The next morning Charley asked Pop who they knew in show business. Pop said, “Name it, you got it. Whatta you need it for?”
Charley told him a slightly revised story of how the Latino was going to transfer Mardell to Vegas but how he had decided he would rather not have her leave New York so he wanted to find an agent who could get her some local work.
“I’ll tell Juley to hold her over in the new show until you can get something set, but while all this is going on, are you thinking about Vincent and how he looks at his daughter’s honor?”
“I’m thinking about it.”
“He is a maniaco, Vincent. You don’t know.”
Mardell refused to be held over. “Absolutely not, Charley. Every girl on the circuit would say that I am a dyed-in-the-wool gangster’s moll, that my torpedo—or whatever it is they call people like that—just told the management that I had to stay in New York and they had to do it.”
“You’re making it very hard, Mardell.”
“Anyway, how is it you are able to do that?”
“My Uncle Harold works in the agency that books the shows into the Latino. It’s really a little favor for him. Don’t take it so big.”
The Caltanissettas, a New York family that operated out of East Harlem and had brought extortion, arson, and faked malpractice litigation to a fine art, were franchisees of the Prizzis in the counterfeit credit card action. They owned a large theatrical booking agency and they sent Charley to Marty Pomerantz, a small independent agent.
Pomerantz was a mild, little guy who parted his hair in the back and who brought his vegetarian dog to his office on the third floor of the old General Motors Building at Fifty-seventh and Broadway.

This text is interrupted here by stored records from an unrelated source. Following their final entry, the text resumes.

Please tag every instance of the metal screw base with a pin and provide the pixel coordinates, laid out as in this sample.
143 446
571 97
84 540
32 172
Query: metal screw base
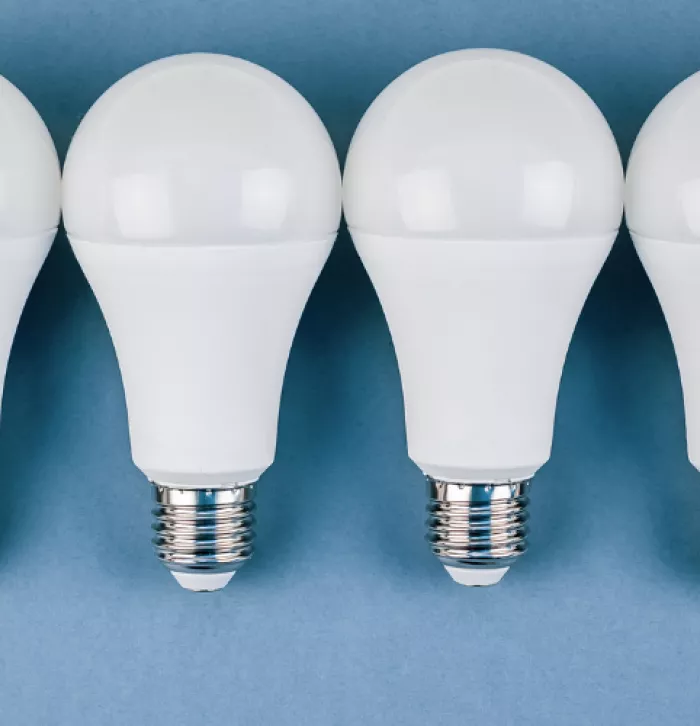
477 525
203 531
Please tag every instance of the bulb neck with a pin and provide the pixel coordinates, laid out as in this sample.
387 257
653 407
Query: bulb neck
477 527
203 531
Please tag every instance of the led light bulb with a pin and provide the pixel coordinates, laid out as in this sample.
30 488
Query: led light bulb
662 207
30 205
483 191
202 197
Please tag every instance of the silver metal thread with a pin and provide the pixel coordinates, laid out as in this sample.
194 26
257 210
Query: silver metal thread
202 531
477 525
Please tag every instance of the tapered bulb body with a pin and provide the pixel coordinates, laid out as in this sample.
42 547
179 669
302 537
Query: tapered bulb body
662 208
201 198
30 203
483 191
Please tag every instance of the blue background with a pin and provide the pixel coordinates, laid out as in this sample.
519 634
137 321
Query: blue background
344 617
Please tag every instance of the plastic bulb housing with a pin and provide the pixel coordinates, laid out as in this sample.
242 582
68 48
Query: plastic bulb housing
662 208
30 207
202 197
483 191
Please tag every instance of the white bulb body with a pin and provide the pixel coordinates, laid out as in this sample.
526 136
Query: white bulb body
662 207
674 271
30 195
483 191
202 335
481 330
201 198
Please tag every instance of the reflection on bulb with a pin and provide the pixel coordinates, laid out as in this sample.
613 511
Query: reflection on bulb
662 205
483 191
201 198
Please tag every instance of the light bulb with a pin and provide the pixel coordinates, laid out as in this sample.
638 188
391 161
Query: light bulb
202 197
483 191
30 205
662 208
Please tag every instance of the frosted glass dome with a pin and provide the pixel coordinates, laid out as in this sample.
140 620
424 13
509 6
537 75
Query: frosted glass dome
663 174
201 149
483 144
30 176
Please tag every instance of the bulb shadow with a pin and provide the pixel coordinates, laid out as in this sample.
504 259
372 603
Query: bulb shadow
35 397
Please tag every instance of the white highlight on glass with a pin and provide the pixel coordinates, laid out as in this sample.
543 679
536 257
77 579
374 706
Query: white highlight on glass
202 198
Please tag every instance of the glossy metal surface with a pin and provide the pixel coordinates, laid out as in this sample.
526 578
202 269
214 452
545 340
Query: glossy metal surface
477 525
203 530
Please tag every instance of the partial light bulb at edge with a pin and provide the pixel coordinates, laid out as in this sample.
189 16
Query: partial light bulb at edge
662 208
483 191
202 198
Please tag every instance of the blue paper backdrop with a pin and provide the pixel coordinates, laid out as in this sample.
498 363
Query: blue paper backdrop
344 617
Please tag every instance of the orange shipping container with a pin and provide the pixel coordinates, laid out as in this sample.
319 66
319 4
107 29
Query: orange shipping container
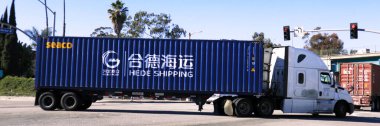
364 81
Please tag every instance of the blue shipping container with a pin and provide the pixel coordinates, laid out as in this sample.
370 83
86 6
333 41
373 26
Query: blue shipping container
152 65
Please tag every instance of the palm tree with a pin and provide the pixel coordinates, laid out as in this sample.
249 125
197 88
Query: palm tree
118 15
35 34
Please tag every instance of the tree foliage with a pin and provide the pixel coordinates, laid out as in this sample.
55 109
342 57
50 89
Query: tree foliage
153 25
144 24
325 44
118 16
103 32
260 37
15 58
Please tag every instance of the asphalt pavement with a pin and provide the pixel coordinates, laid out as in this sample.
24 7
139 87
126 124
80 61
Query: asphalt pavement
15 111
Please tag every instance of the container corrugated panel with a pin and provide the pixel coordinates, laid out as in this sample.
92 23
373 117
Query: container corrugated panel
157 65
364 77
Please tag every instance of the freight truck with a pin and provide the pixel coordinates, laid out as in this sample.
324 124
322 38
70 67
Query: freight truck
245 78
363 82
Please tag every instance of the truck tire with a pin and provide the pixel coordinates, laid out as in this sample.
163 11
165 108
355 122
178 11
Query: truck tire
48 101
264 108
375 105
218 107
243 107
340 109
228 107
87 102
70 101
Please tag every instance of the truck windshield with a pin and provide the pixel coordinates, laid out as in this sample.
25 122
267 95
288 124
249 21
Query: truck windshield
325 78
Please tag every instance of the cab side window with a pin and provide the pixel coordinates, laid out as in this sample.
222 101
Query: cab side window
325 78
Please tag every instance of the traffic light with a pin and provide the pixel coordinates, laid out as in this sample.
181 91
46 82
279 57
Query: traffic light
286 33
354 30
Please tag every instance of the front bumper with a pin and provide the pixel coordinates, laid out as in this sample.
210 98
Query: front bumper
351 108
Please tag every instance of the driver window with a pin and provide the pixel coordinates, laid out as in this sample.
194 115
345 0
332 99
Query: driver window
325 78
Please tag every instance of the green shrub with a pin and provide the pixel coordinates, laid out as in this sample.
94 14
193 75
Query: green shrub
17 86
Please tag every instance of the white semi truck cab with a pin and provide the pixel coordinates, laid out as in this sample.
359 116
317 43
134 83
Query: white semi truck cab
296 81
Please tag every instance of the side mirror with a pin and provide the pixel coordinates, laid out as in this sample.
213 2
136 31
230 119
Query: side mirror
351 89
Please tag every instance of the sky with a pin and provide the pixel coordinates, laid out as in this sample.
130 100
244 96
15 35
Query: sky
217 19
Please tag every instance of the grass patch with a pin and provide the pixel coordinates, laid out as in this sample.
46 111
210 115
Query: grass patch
17 86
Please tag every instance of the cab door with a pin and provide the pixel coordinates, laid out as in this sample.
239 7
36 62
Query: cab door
326 94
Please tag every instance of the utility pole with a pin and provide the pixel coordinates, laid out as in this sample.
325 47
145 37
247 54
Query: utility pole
190 34
47 21
64 17
47 25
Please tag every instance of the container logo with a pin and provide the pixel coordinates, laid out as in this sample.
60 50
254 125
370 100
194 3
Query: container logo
111 61
161 65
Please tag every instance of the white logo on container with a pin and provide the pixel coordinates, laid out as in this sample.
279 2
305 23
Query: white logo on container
110 62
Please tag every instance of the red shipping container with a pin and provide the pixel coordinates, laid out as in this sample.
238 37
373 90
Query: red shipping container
365 80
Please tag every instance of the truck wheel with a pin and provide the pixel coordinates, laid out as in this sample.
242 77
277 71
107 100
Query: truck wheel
357 107
340 109
228 107
48 101
378 104
70 101
218 107
264 107
243 107
375 104
87 102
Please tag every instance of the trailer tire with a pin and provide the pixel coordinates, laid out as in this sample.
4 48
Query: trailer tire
218 107
70 101
375 105
87 102
228 107
48 101
340 109
243 107
264 108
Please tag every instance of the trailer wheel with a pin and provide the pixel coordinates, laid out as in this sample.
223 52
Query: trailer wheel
70 101
264 107
340 109
375 104
243 107
87 102
48 101
228 107
219 106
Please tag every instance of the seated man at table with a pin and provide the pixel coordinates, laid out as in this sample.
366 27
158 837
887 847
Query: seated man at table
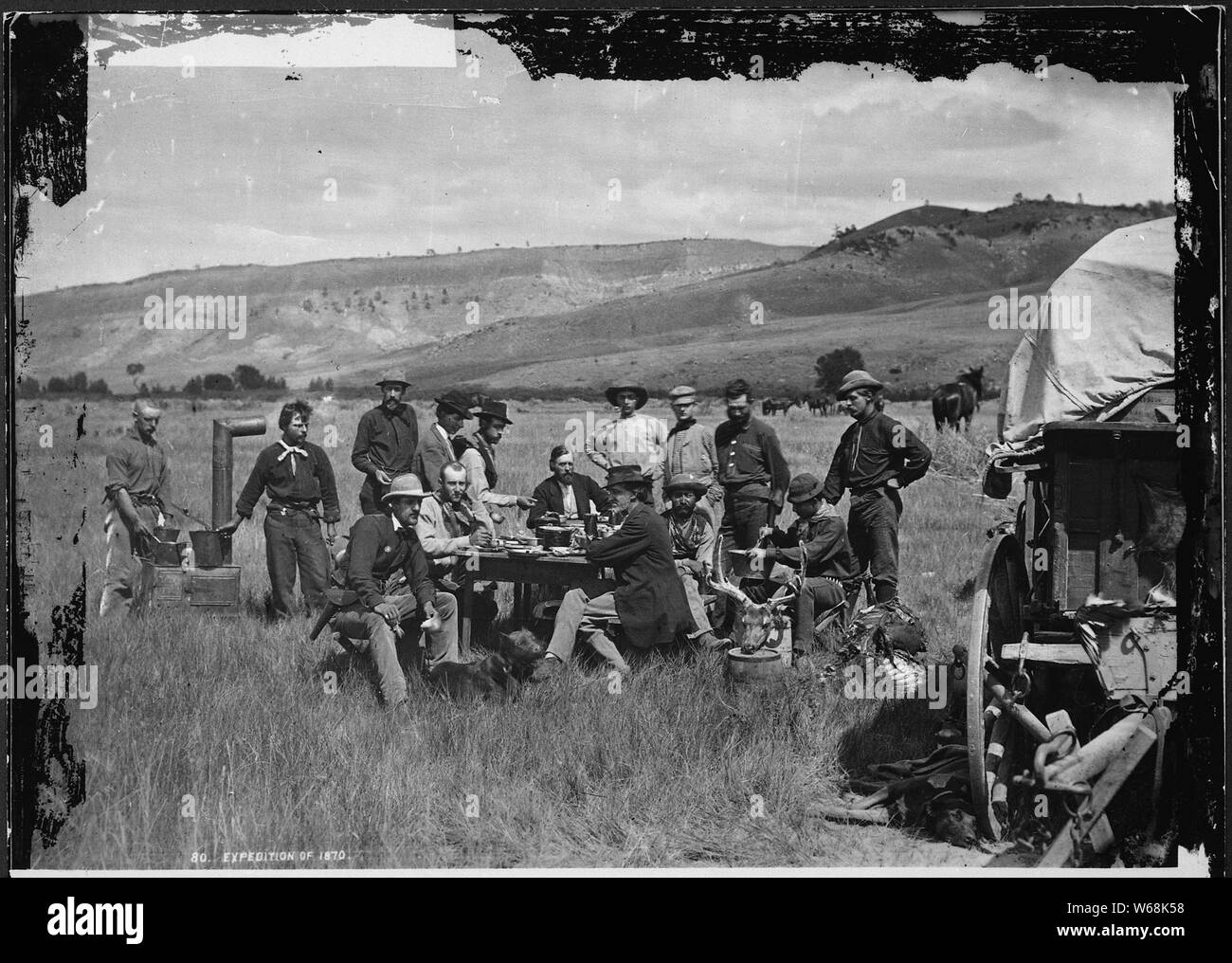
566 493
648 600
693 548
820 535
382 546
448 525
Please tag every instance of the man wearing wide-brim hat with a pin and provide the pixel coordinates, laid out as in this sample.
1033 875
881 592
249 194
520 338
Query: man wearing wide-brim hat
648 599
479 455
435 449
816 541
691 451
629 437
693 550
875 460
382 547
385 441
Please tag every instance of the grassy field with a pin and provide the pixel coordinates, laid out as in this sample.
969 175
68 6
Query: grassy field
213 737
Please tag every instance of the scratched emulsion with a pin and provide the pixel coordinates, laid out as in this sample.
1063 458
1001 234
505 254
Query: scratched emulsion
1128 45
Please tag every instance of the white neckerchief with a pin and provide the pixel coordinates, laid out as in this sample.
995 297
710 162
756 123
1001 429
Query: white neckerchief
291 449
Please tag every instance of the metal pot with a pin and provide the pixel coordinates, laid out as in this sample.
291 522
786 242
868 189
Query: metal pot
555 536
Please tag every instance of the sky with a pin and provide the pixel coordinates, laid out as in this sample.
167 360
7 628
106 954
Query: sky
232 163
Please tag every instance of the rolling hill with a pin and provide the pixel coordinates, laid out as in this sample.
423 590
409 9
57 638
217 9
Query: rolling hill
911 292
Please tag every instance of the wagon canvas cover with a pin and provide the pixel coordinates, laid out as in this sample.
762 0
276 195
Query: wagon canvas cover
1120 296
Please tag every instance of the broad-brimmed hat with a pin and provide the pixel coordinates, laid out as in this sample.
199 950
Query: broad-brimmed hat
406 486
393 377
686 482
457 402
494 409
642 394
804 488
626 474
854 379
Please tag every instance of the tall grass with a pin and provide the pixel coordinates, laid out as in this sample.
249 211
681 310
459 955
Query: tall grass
214 736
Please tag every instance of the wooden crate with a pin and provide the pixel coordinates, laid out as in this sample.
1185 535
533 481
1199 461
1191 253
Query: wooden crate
205 590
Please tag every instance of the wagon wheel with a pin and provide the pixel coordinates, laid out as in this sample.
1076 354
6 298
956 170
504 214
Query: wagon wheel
996 621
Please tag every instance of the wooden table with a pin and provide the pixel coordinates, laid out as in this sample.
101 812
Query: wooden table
567 572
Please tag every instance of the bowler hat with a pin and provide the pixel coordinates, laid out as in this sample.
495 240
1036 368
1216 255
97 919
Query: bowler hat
804 488
393 377
642 394
405 486
854 379
686 482
496 409
626 474
457 402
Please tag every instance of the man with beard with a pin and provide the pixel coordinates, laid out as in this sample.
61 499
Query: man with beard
648 599
479 456
876 458
385 441
435 449
631 437
450 523
297 477
136 495
381 547
693 550
566 493
752 469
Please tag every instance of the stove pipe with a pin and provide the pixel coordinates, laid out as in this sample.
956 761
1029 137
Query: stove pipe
223 463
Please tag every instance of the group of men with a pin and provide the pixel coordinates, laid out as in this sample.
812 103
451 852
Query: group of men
427 500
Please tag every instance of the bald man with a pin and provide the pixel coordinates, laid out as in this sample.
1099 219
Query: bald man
136 499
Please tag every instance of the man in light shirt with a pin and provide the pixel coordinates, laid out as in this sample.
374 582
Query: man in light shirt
479 455
631 437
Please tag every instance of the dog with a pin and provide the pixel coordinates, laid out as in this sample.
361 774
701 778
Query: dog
500 675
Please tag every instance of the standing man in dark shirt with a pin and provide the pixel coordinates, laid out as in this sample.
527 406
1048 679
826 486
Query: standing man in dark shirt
138 494
876 457
381 547
385 441
752 469
297 476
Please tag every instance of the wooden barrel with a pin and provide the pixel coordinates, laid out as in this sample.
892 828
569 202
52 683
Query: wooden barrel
752 667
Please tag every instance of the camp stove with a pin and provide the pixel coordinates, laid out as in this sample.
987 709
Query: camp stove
206 580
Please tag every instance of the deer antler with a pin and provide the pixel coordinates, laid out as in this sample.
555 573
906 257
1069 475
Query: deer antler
722 584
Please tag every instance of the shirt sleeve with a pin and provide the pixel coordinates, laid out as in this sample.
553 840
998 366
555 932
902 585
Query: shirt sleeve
365 542
832 489
631 539
254 488
706 550
419 575
328 486
426 531
118 470
360 449
916 458
780 474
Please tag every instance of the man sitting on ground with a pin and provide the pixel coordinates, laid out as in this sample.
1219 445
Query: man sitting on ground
381 547
693 548
820 537
648 600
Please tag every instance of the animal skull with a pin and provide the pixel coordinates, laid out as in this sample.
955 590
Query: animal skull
758 620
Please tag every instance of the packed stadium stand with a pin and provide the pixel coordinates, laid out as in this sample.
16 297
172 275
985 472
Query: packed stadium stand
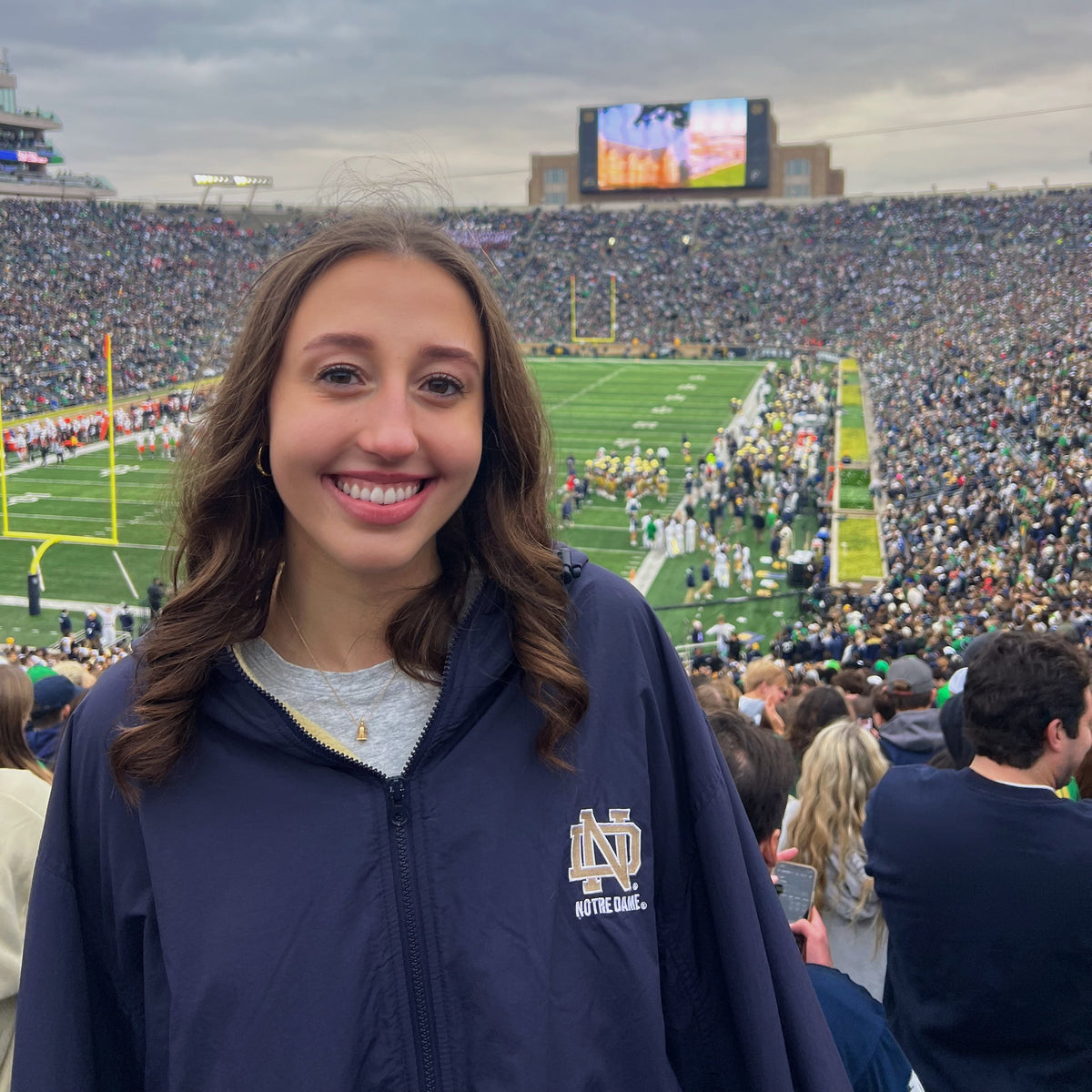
970 316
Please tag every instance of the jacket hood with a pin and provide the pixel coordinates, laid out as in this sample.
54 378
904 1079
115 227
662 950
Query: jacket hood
915 730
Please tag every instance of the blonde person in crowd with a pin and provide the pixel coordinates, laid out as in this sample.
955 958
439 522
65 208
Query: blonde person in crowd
25 793
840 769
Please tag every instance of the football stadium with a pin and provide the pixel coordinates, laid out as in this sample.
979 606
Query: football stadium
413 620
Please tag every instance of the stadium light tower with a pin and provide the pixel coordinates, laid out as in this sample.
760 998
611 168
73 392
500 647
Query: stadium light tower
230 183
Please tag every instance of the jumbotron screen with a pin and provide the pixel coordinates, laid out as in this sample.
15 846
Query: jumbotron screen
708 143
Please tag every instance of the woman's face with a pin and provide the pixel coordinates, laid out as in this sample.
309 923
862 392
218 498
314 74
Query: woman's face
376 418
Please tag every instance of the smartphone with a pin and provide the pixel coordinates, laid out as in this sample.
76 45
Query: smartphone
796 889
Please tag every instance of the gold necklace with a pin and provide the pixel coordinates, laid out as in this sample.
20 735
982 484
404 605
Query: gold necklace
361 724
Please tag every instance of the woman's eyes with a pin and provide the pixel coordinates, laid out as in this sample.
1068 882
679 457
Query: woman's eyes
339 375
443 385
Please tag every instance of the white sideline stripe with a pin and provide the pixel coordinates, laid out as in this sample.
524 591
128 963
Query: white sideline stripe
125 573
81 500
20 601
654 561
587 390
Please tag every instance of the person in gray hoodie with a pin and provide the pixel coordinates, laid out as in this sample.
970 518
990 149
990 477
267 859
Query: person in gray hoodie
913 734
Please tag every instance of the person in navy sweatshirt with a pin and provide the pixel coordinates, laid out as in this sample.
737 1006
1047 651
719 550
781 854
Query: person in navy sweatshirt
986 879
371 806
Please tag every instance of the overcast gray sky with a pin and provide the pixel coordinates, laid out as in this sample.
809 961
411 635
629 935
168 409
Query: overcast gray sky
152 91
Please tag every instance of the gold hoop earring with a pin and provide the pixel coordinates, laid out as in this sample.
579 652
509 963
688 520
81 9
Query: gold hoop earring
258 462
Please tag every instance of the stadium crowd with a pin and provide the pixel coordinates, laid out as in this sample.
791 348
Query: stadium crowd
899 714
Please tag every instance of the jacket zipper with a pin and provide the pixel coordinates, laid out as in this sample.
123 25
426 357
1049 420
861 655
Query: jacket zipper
399 811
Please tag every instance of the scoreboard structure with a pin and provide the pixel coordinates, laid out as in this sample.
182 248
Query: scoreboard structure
703 145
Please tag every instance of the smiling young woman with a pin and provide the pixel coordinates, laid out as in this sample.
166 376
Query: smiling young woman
371 807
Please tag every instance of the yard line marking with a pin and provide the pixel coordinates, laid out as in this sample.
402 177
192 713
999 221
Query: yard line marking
125 573
58 519
587 390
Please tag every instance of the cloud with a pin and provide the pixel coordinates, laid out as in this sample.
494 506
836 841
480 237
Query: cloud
151 91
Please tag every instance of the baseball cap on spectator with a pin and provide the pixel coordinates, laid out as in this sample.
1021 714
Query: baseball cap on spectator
53 692
913 674
75 672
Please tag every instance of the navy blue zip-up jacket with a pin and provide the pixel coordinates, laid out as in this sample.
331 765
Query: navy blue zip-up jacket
278 916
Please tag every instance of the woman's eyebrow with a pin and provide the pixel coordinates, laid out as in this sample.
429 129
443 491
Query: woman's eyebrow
338 339
453 353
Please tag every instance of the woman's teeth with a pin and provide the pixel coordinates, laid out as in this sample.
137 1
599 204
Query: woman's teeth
378 494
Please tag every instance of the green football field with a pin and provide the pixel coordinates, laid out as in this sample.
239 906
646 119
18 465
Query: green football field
592 403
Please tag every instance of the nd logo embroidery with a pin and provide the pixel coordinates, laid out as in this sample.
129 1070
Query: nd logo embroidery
605 851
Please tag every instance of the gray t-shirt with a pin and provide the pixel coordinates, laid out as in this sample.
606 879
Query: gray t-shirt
396 707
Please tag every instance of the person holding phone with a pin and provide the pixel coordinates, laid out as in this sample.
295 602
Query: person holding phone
762 765
371 807
838 774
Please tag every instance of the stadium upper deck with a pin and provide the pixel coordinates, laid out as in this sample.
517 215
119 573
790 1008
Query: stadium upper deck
26 152
1004 278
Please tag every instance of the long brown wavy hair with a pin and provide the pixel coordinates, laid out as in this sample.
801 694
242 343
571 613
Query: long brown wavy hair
229 524
16 700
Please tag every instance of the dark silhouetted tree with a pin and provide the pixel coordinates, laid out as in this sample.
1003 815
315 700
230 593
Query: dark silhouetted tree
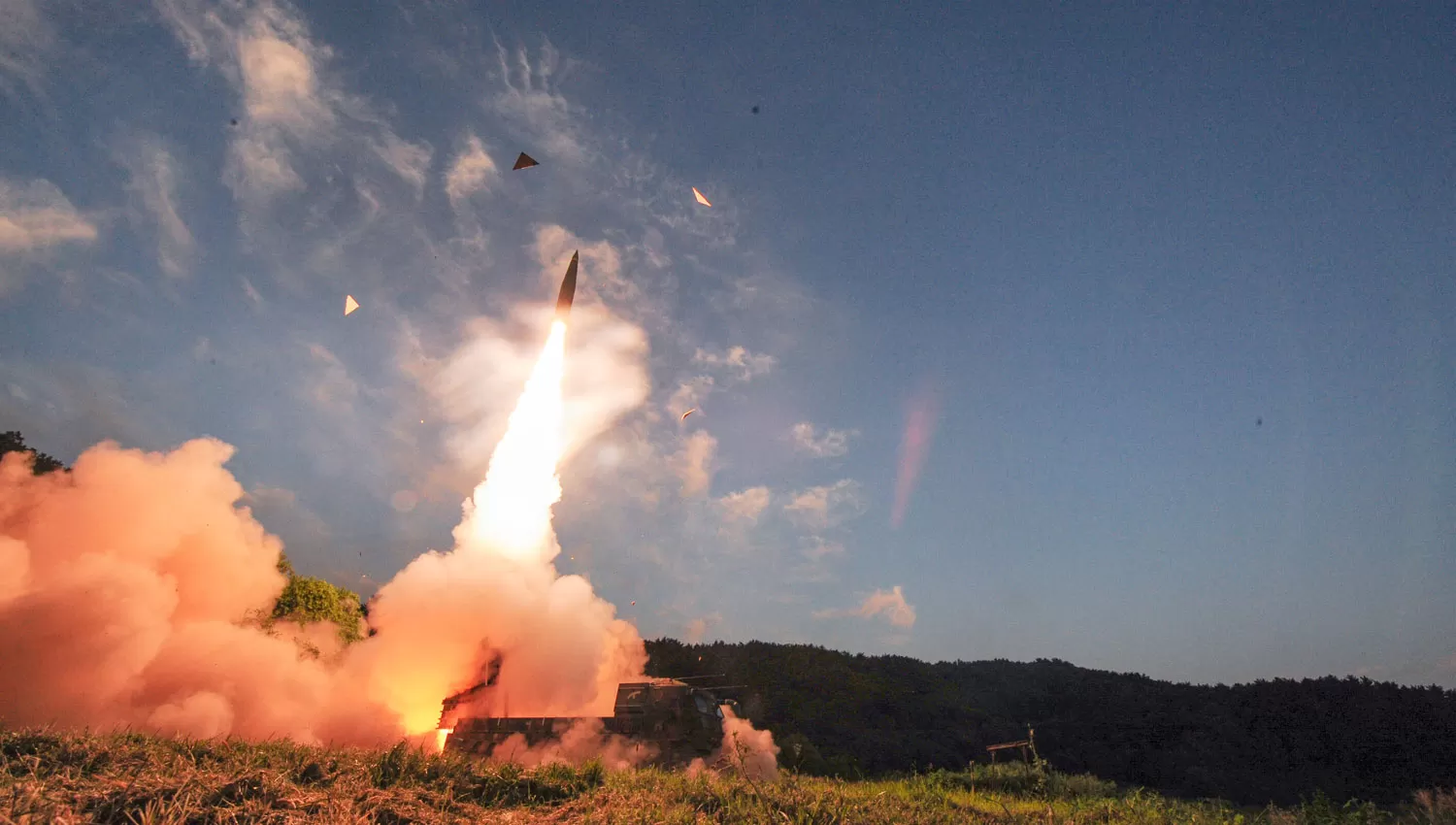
12 441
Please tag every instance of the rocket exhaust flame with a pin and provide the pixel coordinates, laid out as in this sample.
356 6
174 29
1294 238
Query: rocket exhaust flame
510 511
149 571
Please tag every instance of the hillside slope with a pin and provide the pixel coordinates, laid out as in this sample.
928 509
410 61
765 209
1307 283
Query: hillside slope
1270 741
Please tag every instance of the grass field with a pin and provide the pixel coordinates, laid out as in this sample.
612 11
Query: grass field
139 778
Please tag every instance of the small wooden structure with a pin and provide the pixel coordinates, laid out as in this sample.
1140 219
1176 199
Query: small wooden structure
1027 745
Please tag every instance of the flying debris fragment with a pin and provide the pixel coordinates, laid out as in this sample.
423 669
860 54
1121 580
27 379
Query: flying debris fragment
568 290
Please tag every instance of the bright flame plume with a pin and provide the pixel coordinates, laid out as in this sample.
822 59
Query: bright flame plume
510 511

He had a sixty-six-year-old secretary who wore elastic stockings. Pomerantz had been around the business for a long time. Charley laid out the proposition to him.
“She is a beautiful girl with showgirl experience at the Latino and with Miss Bluebell in Europe, all over Europe.”
“Miss Bluebell is very classy.”
“The idea I got, I don’t want her to work outta town. She strips down great and she could score big as a novelty act.”
“It costs to build an act.”
“Whatever. Also, she’ll pay you the regular ten percent plus—just between you and me—I’ll pay you ten percent more.”
“I just keep booking her in the metropolitan area?”
“Just so she can get home every night.”
“Burlesque is okay?”
“Why not?”
“All right. Lemme look at her. Then we’ll find somebody who can design an act.”
It all worked out, and even including musical arrangements, costumes, the two piano players, transportation, and the extra ten to Pomerantz, it only cost Charley six hundred dollars a week and some change.
But he knew he hadn’t solved the real problem. Now that she had decided they were engaged, Maerose showed up at his apartment about three nights a week and he had to work Mardell in around her on the other nights. He must have been doing something right. Both women seemed to be very happy, but the day was going to come when he was going to have to have the cake or not eat it.
There were three weeks until Election Day.